Baekhyun menatap sayu, meski sesekali menjerit dengan tubuh terlonjak. Tapi Ia tetap membuka bibirnya dan mengeluarkan lidah mungilnya.
Detik itu pula, Chanyeol menyergapnya... menyedot kuat lidah itu dan memainkannya di dalam mulutnya sendiri, tak peduli...saliva keduanya semakin banyak melebur hingga meleleh di sela-sela bibir Baekhyun. Bahkan sebagian tertelan oleh Baekhyun."Mffaah~ ahah!... nghhahh"
Tubuhnya tiba-tiba mengejang, menyadari klimaks itu semakin mendekat. Baekhyun mencengkeram kuat sulur yang menjeratnya tubuhnya, kembali membusung...hingga sulur itu terlepas dari urethranya dan—
"AHHHH! AHHHH!"
Baekhyun melonjak beberapa kali, begitu klimaks itu mennyentak mengotori perutnya sendiri.

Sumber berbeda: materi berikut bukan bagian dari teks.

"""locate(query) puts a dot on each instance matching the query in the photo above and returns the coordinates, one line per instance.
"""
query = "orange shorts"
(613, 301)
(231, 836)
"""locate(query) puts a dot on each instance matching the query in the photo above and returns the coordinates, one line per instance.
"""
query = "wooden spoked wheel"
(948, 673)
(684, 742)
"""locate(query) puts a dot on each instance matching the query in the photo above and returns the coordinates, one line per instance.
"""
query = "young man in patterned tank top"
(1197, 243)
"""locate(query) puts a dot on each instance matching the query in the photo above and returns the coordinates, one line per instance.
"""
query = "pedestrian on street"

Ia terengah, namun wajah tirusnya semakin pasi. Seakan menunjukkan Ia tak menyukai klimaks seperti ini.
Nafasnya semakin terdengar berat, kedua mata amber itu semakin berkilat penuh nafsu melihat Baekhyun terengah dengan peluh merembas, semakin membuat tubuh itu terlihat molek di matanya. Belum lagi dengan kedua nipple yang membengkak merah, hasil cumbuan semua sulurnya. Ia menjentikkan jarinya...detik itu pula beberapa sulur yang melekat di tubuh Baekhyun, tertarik dan lenyap seketika. Hanya menyisakan di kedua tangannya.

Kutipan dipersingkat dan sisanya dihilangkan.